Here's how big pharma gets more powerful. The law regulating pharmaceuticals is massively complex - tons of federal and state regulations enacted by statute and by regulatory agencies and tort laws throughout all fifty states, some but not all of which are preempted by federal laws. The point is that it's messy and massively confusing, and it's changing all the time.
So when a pharma lobbyist shows up in Washington or in Austin to pursue his client's agenda, he's going to give a sob story about why big pharma needs some law changed to stack the deck further in their favor. He's going to be very convincing and lay out statistics and mountains of evidence of why he's right, and he's getting paid high six and low seven figures to be good at this. Who's going to know if he's being honest about a real problem that should be addressed or if he's full of crap? It's going to be somebody who knows the issue far, far beyond what your average person or even a very intelligent person knows.
And who is that going to be? It's going to be somebody who has a reason to study it on an in-depth level for many years. People become experts on things by necessity and usually by it being part of their job. Well, if you're a legislator, part of your job is learning policy issues inside and out and being assigned that task by leadership. Issues like pharmaceutical regulation aren't going to be learned in one or two terms. It's too complicated, especially with all the other issues that have to be addressed.
I'll give you a real example from my own experience. I worked at the Capitol in 1997, and a huge issue at the time was water resource management. Most members responded with, "Huh?" "What's that?" Nobody knew anything about it, but while everybody was talking about the usual cultural and social issues that are "sexy" and easy to haggle over, we weren't sure if we were going to have enough water over the next several years. Furthermore, nobody wanted to deal with it, because it was very complex and massively BORING.

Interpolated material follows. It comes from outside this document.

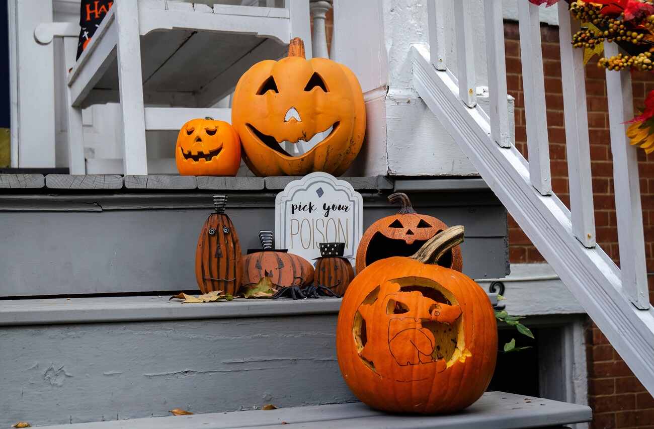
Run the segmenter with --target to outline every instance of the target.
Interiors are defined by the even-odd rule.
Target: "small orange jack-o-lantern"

But there was one guy who did, and he was exactly the kind of guy you would want to term limit out of office. His name was J.E. Buster Brown, a senator from Lake Jackson, who had been there 17 years. He was a slimy, establishment politician with a fancy office, and he had a reputation for being a bootie-slappin,' womanizing pig. But for whatever reason, he took an interest in water resource management for many years, and when it was time for that boring but massively important issue to be addressed, he was ready with an excellent reform bill. And when everybody in Texas turns on their tap and water comes out, they have that slimy MoFo to thank for it.

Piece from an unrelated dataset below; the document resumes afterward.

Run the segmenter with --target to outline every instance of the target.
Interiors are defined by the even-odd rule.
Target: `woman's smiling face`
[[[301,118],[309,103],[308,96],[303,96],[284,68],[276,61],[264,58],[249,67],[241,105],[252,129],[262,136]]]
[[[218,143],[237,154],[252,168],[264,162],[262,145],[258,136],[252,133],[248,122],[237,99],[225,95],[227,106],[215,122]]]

Another one. Remember when California deregulated its electricity and had all those blackouts and energy price spikes in the early 2000s and got their governor recalled? Ever wonder why Texas didn't have that even though we similarly deregulated? It's because when the Enron lobbyists were storming the state capital trying to get their way in the legislation, a House member named Steve Wolens (D-Dallas) had been there almost 20 years studying a massively complex issue well enough to know ******** when he saw it. Those are two examples I literally saw with my own eyes just by being a lowly aide at the Texas Capitol for 2 sessions. (California had term limits at the time, so they didn't have a Steve Wolens.)

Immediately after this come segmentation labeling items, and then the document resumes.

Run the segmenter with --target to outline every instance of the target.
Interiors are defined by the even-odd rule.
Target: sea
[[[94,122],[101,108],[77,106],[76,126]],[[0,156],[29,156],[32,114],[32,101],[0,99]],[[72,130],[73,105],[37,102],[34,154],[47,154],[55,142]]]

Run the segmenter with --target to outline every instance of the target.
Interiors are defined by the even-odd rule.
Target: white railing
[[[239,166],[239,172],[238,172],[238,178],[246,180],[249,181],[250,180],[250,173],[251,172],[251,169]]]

You pass term limits, and you won't have guys who are as knowledgable on tough, complex stuff as Brown and Wolens were. What happens then? The lobby writes one-sided bills, and the legislatures mindlessly pass them (or in the case of water management, nobody does anything), and nobody knows there's a problem until a pharmaceutical company sends a dangerous drug or vaccine to the market and nobody can do anything about it because the laws passed by uninformed legislators protects them (or the water stops running). And that is how pharma, insurance, utilities, etc. can get worse.